Las leyendas crecen aquí como la enredadera. Para todos los gustos y colores: amores y amoríos, enterramientos vivos, marineros, apuestas, conductas ejemplares, bandidos, tesoros, falsas tumbas, ladrones… Pregunte por la más antigua, El árbol del vampiro, de cuya tumba, bajo un enorme y frondoso árbol, algún día «saldrá libre el vampiro para atacar de nuevo, en cuanto se oculte el sol». Ya sabe a qué hora no debe andar por allí, por si acaso. Hablando de árboles, uno cercano, de tronco generoso, fue el elegido para ahorcarse por un enfermo del hospital, cuya silueta aparece todas las noches desde entonces. Pero la más conocida y popular es la leyenda de Nachito, un niño que murió en 1882 y cuya tumba está inundada de juguetes y regalos que han de retirarse con frecuencia. Esta idea partió, al parecer, de una mujer considerada bruja. Eso sí, que a nadie se le ocurra llevar ningún regalo de los depositados. Lourdes Quezada, que conoce todas las leyendas y fantasmagorías del Panteón, la cuenta así: «La espera de los nueve meses con alegría se vio opacada por la tristeza de sus padres al darse cuenta de que su pequeño, al que llamaron Ignacio, tenía una rara enfermedad para la que los médicos no encontraban respuesta: el niño no soportaba los cuartos oscuros y cerrados, y lloraba y lloraba. Dormía en su cuarto con las luces encendidas y las ventanas abiertas, sin muebles ni otros objetos que hicieran bulto. Sus padres, angustiados por la inquietud del pequeño, recurrieron a brujos para encontrar solución, pero todo fue en vano. Cuando cumplía su primer año falleció, dejando a sus padres con infinito dolor. Lo velaron y sepultaron en el Panteón de Belén. Poca gente acudió al entierro, por tratarse de un angelito. Al día siguiente el velador vio con ojos atónitos que habían desenterrado el ataúd y procedió a enterrarlo nuevamente, volviéndose a presentar el fenómeno durante los siguientes diez días. Entonces el velador dio aviso a los padres y ellos a su vez informaron de la enfermedad del pequeño Nachito a las autoridades para solicitar un permiso para construir un ataúd de piedra y poderlo dejar sobre la superficie de la lápida y no volviera a tener miedo de la oscuridad».

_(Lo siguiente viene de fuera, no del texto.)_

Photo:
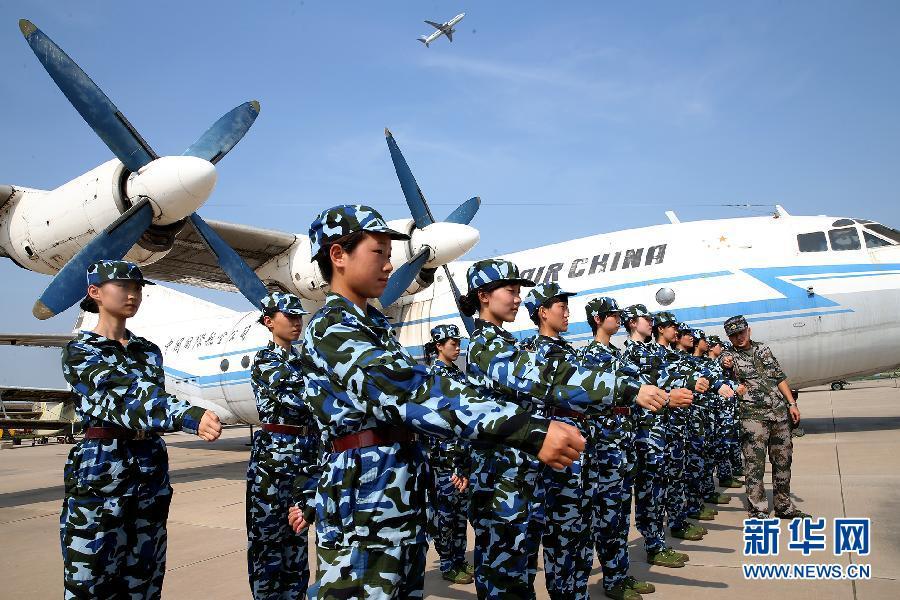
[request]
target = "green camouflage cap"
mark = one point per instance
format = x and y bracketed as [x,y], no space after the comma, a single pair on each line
[445,332]
[490,270]
[539,295]
[634,311]
[735,325]
[663,318]
[338,221]
[110,270]
[601,306]
[288,304]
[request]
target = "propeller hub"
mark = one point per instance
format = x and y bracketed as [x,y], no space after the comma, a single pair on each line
[446,241]
[176,186]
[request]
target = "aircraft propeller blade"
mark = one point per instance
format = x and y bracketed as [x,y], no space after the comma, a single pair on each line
[68,286]
[225,133]
[465,212]
[468,321]
[240,273]
[403,277]
[418,208]
[92,104]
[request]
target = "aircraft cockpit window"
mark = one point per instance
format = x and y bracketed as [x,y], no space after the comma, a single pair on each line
[884,231]
[812,242]
[873,241]
[844,239]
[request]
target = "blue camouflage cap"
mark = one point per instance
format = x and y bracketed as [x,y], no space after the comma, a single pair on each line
[634,311]
[490,270]
[601,306]
[663,318]
[735,325]
[114,270]
[110,270]
[338,221]
[539,295]
[445,332]
[288,304]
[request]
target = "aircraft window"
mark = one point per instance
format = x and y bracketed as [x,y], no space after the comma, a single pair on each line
[888,232]
[812,242]
[874,241]
[844,239]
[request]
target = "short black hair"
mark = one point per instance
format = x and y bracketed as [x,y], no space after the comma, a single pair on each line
[348,242]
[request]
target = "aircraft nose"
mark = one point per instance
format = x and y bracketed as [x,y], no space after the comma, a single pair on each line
[176,186]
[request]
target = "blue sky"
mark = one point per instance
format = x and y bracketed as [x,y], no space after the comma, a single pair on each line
[568,119]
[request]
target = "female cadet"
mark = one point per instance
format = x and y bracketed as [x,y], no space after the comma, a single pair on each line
[506,505]
[370,398]
[644,348]
[285,445]
[117,492]
[450,464]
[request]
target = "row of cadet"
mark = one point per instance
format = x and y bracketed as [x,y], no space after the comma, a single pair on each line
[558,439]
[666,460]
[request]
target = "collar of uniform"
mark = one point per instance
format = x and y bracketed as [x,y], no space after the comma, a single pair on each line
[277,350]
[490,328]
[95,339]
[372,315]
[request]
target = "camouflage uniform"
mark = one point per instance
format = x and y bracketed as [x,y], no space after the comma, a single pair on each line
[653,436]
[369,505]
[766,424]
[278,558]
[448,457]
[117,492]
[611,457]
[507,509]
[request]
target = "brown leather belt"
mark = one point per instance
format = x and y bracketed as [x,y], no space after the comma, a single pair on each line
[381,436]
[287,429]
[109,433]
[571,414]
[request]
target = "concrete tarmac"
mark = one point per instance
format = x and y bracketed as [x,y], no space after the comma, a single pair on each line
[847,465]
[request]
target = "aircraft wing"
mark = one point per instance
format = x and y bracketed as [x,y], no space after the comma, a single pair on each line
[191,263]
[48,340]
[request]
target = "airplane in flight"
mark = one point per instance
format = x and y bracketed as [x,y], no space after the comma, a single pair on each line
[442,29]
[821,290]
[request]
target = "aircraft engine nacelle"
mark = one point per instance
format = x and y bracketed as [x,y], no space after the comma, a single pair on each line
[41,230]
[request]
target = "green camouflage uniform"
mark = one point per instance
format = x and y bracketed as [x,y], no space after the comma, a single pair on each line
[766,424]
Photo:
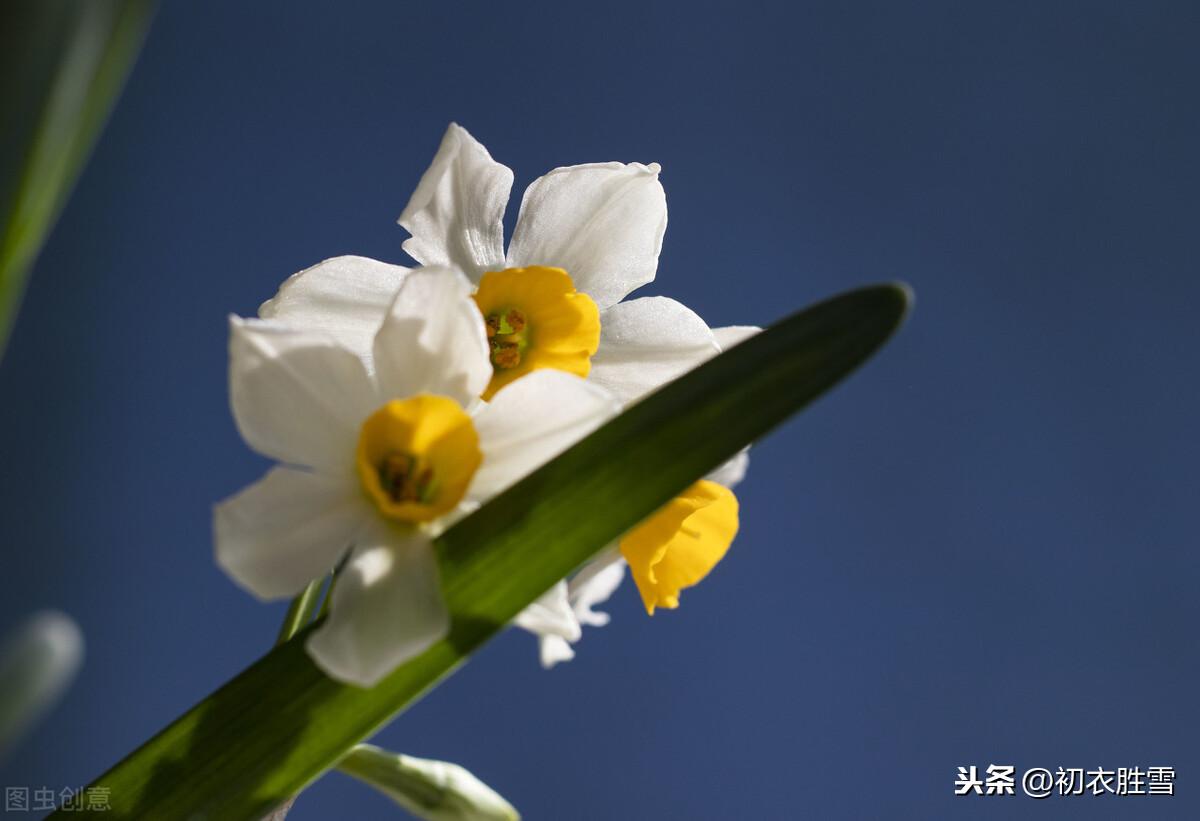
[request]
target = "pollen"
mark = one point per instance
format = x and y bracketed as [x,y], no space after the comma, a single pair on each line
[417,456]
[535,318]
[405,479]
[507,337]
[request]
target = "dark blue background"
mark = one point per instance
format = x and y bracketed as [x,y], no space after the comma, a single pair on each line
[981,549]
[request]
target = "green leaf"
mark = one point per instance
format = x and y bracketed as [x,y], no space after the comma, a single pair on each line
[61,65]
[280,724]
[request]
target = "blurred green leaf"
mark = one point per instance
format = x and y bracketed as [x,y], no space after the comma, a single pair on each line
[262,737]
[37,663]
[61,66]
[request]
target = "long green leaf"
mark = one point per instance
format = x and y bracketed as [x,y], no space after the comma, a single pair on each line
[282,723]
[61,65]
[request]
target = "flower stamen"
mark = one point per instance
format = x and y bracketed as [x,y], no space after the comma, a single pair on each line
[507,337]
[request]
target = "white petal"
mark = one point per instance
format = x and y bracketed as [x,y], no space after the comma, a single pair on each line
[297,396]
[731,335]
[343,297]
[551,615]
[555,649]
[387,609]
[531,421]
[732,472]
[603,223]
[456,213]
[593,585]
[286,529]
[647,342]
[433,340]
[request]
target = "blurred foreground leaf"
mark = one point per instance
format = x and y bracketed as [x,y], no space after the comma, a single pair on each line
[61,66]
[262,737]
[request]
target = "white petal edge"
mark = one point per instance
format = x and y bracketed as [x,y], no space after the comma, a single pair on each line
[731,335]
[553,649]
[551,615]
[532,420]
[387,607]
[456,215]
[297,396]
[604,223]
[646,343]
[594,585]
[286,529]
[433,340]
[345,297]
[732,472]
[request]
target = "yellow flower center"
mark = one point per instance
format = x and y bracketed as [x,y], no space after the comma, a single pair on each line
[417,456]
[678,545]
[535,318]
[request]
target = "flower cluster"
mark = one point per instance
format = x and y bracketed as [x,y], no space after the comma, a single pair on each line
[397,400]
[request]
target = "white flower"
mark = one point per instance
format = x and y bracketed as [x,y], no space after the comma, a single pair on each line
[378,460]
[586,237]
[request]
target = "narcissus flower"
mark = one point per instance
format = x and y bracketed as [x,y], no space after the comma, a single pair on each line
[378,460]
[586,237]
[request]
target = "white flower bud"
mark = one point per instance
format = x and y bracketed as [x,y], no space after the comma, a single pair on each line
[430,790]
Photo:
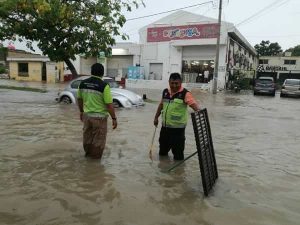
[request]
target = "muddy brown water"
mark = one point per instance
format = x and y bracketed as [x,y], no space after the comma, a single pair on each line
[45,178]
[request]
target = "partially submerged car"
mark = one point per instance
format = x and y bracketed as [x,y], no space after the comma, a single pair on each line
[264,85]
[121,97]
[290,87]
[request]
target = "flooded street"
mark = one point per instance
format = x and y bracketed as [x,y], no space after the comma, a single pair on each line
[45,178]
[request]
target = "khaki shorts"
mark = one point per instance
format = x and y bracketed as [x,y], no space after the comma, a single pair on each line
[94,136]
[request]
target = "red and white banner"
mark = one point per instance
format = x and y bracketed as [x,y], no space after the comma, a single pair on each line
[197,31]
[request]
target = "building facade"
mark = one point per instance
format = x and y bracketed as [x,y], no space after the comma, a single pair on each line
[279,67]
[182,42]
[186,43]
[25,66]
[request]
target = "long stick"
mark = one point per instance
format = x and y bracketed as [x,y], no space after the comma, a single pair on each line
[151,147]
[179,163]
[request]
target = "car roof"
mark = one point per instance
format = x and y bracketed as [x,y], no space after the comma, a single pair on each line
[293,79]
[265,78]
[83,77]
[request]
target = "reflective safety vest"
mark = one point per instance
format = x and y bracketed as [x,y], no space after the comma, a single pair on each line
[174,112]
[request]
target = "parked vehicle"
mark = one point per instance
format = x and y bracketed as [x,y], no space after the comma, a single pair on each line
[121,97]
[264,85]
[290,87]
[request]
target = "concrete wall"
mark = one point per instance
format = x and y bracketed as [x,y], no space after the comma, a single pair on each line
[34,71]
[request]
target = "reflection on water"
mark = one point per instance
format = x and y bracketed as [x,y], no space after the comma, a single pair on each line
[45,178]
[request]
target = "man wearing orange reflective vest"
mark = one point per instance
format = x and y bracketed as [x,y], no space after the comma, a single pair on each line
[174,110]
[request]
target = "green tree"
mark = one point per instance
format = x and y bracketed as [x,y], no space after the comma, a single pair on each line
[295,50]
[65,28]
[266,48]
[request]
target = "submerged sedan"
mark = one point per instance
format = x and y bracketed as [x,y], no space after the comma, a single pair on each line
[121,97]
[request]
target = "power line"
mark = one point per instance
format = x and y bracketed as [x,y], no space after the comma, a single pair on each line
[169,11]
[268,7]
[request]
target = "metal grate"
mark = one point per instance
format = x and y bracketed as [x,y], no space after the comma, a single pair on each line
[205,149]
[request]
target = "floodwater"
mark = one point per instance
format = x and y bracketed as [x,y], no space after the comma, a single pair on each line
[45,178]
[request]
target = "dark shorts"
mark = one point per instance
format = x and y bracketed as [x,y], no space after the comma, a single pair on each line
[172,139]
[94,136]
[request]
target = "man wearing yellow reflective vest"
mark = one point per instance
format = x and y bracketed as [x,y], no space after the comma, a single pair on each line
[174,110]
[95,104]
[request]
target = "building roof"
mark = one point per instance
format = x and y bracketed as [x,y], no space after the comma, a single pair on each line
[20,55]
[182,17]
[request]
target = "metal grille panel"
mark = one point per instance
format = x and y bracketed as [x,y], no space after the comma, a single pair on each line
[205,150]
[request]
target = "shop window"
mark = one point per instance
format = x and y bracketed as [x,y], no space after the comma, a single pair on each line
[263,61]
[23,70]
[289,62]
[197,70]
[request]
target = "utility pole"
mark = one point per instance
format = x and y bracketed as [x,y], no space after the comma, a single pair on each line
[216,70]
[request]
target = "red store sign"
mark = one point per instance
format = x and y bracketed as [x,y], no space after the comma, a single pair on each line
[199,31]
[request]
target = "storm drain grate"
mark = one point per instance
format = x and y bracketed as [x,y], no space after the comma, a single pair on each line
[205,150]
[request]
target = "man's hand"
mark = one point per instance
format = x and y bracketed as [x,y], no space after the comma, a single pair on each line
[155,122]
[115,123]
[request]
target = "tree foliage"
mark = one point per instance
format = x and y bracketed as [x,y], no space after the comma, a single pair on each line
[65,28]
[295,50]
[266,48]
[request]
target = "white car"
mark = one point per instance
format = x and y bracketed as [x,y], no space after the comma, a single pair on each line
[121,97]
[290,87]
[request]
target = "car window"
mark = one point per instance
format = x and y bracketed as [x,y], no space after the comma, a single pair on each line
[292,82]
[111,83]
[263,81]
[75,84]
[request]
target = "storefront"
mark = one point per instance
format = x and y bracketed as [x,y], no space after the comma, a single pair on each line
[184,42]
[279,67]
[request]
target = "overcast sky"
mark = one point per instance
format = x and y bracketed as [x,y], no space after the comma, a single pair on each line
[257,20]
[274,20]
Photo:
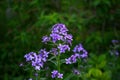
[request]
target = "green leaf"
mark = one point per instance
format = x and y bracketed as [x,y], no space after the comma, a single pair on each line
[95,72]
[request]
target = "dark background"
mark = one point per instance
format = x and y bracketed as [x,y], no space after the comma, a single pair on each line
[94,23]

Cambié totalmente de escenario al salir del Panteón. De la naturaleza muerta a la viva. La Barranca es la joya natural de Guadalajara. Se trata de un cañón y espacio natural protegido en el área metropolitana, con una profundidad de unos 600 m. También conocida como La Barranca de Huentitán –aquí se libraron, entre otras muchas y en diversas épocas, batallas entre los indios de Huentitán y los españoles—, puede ser su recorrido, o parte, un aliciente para los amantes de estos espacios. De cualquier forma, el acceso a sus diversas plataformas ofrecen una idea de esta naturaleza con todo su poderío, diverso y rico. Había quedado después con la familia Estévez-Mauriz, bercianos entrañables, que me invitaron a comer en el Santo Coyote, un lugar delicioso y mágico lleno de arte y de excelente gastronomía mexicana. Me devuelve a aquella realidad el recuerdo de un solo de trompeta cuando salíamos. Estoy convencido de que el viaje es música también.